Я стала опаздывать всюду. На работу, на встречи. Мне стало трудно соблюдать договоренности. Я не умею больше контролировать время. Я не чувствую часы. Не могу понять, сколько прошло – двадцать секунд, двадцать минут? Могу просидеть за утренней чашкой кофе целый час. Он проходит и мучительно долго, и стремительно быстро одновременно. Как будто я проваливаюсь во временные дыры.
Раньше я была супер пунктуальной. А теперь не могу дойти до рабочего места вовремя. Временные дыры подводят, постоянно попадаются на пути, захватывают меня в подлые ловушки. Девушка из отдела кадров, которая ведет табель рабочего времени, стала странно смотреть на меня. Потом начала делать замечания. Я молчала. Не считаю нужным оправдываться. Когда она указала мне на опоздание в четвертый раз, я не выдержала. Да кто она такая, в конце концов, чтобы ругать меня?!
– Галина, почему вы считаете, что можете мне делать замечания?! – звенящим от ярости голосом спрашиваю я ее.
– Мария Викторовна, вы же сами мне сказали, чтобы я следила за всеми. Я всех отмечаю, – девушка почти извинялась.
Действительно, задумка с табелем была моя. Я лично заставляла всех опоздавших или прогулявших писать объяснительные. Иногда вычитала у них из зарплаты деньги. Профессионализм превыше всего. Такая моя позиция. А профессионализм без четкой организации невозможен. Откуда я могла узнать тогда, что временные дыры настигнут меня?
Объяснения Галины были мне понятны, но сдерживаться я не собиралась. Такая боль была внутри меня, что она искала каждый удобный случай, чтобы вырваться наружу.
– Больше никогда не смей указывать мне! Ты меня поняла?! Если я прихожу позже, значит, я где-то была до работы! По делу! Это понятно? – я говорю достаточно грозно и громко. Разговор происходит в коридоре, и из нескольких кабинетов начали высовываться любопытствующие лица. Я посмотрела на них своим строгим взглядом. Все исчезли.

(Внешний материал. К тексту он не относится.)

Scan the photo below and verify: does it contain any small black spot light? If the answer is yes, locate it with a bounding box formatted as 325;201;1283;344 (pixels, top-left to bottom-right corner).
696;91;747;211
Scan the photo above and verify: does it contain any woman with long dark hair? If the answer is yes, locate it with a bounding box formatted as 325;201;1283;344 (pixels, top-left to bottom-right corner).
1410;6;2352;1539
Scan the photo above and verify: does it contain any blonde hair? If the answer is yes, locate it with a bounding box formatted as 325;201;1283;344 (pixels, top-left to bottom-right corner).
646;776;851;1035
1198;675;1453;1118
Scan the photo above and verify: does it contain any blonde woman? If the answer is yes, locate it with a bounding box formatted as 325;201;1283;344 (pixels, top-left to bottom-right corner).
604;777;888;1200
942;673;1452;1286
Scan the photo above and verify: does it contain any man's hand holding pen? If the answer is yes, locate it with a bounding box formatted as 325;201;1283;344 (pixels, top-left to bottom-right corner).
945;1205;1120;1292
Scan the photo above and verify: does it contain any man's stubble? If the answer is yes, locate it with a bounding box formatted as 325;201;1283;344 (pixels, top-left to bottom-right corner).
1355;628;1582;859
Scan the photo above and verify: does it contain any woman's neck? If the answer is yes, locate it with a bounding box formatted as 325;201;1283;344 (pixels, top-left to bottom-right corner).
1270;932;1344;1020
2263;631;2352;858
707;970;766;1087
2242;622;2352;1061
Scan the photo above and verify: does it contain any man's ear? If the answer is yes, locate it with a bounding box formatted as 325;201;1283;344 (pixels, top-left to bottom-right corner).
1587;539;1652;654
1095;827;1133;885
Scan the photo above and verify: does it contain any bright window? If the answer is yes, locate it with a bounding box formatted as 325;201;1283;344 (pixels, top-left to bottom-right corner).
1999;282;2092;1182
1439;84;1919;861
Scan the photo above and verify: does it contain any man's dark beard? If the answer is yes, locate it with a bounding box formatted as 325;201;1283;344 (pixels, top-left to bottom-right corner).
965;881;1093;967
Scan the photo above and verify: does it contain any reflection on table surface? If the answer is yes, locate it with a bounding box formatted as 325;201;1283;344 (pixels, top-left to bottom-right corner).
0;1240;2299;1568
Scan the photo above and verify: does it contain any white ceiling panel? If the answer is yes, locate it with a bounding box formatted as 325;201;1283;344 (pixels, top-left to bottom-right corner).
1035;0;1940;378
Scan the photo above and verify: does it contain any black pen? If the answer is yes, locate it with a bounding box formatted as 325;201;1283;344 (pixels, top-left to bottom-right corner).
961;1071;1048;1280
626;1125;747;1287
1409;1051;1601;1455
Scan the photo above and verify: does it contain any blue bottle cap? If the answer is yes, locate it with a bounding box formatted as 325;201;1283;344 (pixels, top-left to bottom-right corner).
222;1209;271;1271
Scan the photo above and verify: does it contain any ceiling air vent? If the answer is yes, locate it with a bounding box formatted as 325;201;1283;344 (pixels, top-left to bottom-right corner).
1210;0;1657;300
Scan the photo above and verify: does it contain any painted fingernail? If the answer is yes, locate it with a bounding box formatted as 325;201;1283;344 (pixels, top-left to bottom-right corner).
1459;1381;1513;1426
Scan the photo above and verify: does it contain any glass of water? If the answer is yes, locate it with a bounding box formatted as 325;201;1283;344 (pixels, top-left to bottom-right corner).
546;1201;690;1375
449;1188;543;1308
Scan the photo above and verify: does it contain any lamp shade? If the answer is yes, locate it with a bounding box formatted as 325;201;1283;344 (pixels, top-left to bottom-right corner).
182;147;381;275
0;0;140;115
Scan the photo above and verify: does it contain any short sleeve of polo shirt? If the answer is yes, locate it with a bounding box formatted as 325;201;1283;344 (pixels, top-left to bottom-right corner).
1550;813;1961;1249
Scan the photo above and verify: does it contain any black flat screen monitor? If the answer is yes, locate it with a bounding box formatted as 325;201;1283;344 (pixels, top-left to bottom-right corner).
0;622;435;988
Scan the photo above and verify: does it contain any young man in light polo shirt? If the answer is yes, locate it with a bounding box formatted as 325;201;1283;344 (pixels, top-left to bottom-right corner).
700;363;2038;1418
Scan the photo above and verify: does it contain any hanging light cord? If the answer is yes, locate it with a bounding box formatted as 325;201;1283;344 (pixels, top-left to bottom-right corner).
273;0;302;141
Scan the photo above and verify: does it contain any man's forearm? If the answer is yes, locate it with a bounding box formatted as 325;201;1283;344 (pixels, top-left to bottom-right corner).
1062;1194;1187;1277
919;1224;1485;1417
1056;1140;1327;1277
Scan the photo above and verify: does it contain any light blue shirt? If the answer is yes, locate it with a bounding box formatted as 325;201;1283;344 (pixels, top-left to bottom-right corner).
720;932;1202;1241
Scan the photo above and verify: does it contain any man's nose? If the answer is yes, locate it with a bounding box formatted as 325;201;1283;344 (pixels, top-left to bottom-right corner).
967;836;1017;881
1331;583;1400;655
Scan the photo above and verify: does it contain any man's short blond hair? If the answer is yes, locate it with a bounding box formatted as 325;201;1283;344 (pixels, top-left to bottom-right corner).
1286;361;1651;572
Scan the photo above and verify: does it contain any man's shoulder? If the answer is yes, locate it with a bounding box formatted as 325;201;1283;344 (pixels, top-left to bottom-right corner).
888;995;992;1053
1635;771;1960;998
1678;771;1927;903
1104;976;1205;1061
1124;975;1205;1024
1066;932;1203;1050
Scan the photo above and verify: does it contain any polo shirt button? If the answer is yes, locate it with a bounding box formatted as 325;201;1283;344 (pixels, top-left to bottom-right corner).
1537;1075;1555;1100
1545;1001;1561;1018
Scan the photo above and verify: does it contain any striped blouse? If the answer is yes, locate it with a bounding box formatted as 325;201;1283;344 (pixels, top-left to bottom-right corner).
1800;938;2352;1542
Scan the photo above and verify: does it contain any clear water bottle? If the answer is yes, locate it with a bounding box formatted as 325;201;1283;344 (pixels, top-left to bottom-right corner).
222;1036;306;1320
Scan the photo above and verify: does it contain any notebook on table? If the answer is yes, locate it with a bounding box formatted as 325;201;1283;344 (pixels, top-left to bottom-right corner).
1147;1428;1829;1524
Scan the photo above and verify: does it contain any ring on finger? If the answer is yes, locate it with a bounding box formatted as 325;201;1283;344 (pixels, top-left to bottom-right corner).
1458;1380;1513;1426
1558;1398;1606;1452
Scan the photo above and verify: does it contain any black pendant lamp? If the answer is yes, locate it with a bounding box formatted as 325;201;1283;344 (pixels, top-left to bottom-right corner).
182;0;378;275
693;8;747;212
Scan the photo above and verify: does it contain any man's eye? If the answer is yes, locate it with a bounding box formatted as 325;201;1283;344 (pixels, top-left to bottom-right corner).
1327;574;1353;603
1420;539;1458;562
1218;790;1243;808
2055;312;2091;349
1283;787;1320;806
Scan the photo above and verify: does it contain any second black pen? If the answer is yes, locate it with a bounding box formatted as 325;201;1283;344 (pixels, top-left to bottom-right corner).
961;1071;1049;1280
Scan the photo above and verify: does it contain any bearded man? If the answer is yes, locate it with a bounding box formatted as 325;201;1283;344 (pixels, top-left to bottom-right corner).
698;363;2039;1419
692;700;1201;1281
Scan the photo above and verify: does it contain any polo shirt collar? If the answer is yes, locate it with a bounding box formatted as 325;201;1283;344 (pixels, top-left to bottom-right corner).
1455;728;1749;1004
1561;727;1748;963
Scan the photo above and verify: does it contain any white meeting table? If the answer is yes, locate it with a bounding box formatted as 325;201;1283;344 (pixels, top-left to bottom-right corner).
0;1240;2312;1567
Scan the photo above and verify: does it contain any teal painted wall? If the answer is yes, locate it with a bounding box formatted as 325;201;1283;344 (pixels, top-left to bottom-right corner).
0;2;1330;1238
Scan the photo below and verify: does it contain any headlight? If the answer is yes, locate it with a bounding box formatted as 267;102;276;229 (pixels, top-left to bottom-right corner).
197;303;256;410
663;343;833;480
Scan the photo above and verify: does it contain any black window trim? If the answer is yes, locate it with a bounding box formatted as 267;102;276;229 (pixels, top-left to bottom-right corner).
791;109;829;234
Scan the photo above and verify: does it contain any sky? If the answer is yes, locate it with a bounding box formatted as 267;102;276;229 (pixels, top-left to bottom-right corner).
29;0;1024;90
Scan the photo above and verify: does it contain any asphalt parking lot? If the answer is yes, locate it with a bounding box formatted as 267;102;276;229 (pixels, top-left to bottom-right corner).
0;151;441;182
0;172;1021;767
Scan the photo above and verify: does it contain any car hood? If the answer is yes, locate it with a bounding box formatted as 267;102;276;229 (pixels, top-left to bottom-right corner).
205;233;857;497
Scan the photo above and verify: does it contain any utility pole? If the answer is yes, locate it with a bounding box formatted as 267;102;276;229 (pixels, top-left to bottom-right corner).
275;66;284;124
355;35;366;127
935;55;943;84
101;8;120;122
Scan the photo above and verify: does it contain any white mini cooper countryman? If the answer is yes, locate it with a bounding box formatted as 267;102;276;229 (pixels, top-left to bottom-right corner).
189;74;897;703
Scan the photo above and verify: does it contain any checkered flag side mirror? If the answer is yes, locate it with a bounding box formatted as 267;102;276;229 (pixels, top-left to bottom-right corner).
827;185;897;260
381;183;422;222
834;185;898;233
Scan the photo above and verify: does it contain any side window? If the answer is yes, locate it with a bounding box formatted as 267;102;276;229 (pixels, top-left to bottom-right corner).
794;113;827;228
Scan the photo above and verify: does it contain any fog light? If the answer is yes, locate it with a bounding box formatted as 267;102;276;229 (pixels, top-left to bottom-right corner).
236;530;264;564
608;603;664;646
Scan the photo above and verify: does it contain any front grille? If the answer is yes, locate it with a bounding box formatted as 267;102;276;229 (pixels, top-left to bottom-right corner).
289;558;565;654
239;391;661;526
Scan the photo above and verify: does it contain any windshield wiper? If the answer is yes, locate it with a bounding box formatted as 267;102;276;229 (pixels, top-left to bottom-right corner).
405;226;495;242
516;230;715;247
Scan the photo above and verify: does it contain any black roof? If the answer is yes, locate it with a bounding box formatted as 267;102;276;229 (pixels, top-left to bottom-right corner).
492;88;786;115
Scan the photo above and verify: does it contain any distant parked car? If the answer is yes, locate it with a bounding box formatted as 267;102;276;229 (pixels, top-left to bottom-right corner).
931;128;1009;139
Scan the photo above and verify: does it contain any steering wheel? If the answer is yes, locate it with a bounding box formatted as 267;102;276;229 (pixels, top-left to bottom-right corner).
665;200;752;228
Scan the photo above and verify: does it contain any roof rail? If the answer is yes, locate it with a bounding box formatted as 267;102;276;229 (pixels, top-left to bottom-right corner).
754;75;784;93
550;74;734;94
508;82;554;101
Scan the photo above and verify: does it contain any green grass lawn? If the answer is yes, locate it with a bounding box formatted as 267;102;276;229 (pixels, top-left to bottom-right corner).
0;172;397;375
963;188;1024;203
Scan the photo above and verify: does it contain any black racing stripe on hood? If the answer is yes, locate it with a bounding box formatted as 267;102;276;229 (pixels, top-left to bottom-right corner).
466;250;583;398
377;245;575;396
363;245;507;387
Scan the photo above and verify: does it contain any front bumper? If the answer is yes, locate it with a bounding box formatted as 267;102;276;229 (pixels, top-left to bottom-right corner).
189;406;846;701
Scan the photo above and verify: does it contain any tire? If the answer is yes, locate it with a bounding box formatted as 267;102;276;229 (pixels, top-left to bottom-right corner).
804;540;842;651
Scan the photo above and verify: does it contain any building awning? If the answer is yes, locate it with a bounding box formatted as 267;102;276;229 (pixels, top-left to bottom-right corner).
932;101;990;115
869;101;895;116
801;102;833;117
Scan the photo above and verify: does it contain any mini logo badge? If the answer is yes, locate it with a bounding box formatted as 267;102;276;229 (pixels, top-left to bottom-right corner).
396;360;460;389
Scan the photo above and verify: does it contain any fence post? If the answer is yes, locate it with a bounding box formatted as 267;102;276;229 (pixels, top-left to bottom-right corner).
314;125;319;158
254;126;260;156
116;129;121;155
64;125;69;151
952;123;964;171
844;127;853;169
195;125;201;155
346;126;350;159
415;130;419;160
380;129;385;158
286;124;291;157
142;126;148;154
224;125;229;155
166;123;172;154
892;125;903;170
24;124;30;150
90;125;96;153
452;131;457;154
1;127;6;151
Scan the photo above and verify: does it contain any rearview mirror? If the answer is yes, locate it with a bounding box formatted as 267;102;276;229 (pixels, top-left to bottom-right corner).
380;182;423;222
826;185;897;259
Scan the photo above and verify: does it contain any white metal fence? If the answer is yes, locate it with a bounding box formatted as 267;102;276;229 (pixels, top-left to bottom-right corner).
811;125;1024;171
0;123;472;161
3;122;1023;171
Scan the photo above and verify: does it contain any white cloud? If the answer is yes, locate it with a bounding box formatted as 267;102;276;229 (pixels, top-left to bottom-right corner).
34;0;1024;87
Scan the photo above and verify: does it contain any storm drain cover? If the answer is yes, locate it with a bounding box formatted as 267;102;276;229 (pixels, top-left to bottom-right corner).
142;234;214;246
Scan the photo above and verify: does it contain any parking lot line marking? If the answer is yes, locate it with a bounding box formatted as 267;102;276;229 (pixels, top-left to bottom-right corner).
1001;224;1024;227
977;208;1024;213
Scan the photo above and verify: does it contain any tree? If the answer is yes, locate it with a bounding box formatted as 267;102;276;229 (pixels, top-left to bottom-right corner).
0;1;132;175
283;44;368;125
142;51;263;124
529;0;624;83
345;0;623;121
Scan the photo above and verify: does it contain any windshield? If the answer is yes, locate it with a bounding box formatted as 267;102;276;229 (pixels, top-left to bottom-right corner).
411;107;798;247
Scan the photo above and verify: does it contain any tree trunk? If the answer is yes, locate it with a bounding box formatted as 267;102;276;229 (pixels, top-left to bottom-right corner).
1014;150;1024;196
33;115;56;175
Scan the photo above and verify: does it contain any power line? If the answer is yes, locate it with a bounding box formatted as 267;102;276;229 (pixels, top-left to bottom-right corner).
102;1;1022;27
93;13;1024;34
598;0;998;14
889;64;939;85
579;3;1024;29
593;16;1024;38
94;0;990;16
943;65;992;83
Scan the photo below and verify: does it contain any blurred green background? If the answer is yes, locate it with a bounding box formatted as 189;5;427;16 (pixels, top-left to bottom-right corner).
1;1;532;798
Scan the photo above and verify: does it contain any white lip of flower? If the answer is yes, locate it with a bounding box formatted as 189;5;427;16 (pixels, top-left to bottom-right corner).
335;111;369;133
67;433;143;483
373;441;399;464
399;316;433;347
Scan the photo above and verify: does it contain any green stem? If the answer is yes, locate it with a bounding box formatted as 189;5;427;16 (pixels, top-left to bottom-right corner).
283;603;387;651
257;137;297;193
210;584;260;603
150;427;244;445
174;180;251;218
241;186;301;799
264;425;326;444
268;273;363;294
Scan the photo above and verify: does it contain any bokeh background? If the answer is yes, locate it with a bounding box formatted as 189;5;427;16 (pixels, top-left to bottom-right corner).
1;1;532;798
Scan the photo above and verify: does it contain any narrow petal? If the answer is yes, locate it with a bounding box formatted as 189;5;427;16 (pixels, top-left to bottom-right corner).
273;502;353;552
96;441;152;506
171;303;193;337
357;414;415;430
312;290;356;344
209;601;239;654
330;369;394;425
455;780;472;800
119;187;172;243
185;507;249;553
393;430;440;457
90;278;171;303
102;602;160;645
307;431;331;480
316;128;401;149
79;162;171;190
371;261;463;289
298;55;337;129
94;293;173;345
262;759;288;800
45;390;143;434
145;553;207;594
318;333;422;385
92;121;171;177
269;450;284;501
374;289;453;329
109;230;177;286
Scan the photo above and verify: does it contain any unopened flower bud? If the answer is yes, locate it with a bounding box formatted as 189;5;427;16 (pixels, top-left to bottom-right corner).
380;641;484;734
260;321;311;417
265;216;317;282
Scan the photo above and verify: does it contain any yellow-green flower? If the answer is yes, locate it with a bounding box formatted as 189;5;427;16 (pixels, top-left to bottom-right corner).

– Тебе понятно или еще раз объяснить? – я требую ответа.
– Мария Викторовна, мне все понятно, – отвечает Галина. Глаза она опустила в пол, голос дрожит от обиды.
Вообще, Галя была неплохим работником. У нас даже сложилось некоторое подобие дружбы с ней. Иногда мы вместе с ней ходили на обед, или шли с работы до метро, болтали о пустяках. Теперь о таком не может быть и речи. Больше она не пойдет со мной никуда. Ну и черт с ней! Кто она такая? Я заслужила и свое положение, и свою зарплату трудом. Я трудилась, не поднимая головы, долго, несколько лет. Один Бог знает, чего мне это стоило! А она? Мама с папой ленинградцы коренные. Она выросла в этом городе и считала его своим. Ей не нужно его завоевывать, зарабатывать отношение к себе. Ей и квартиру родители подарили. Живет в свое удовольствие. Избалованная дура!
***
Моя мама умерла в тот год, когда я уехала из родного города. Известие это не вызвало во мне слез. Если быть откровенной, то сиротой я была практически с рождения. Теперь же статус сироты подтвердился официально.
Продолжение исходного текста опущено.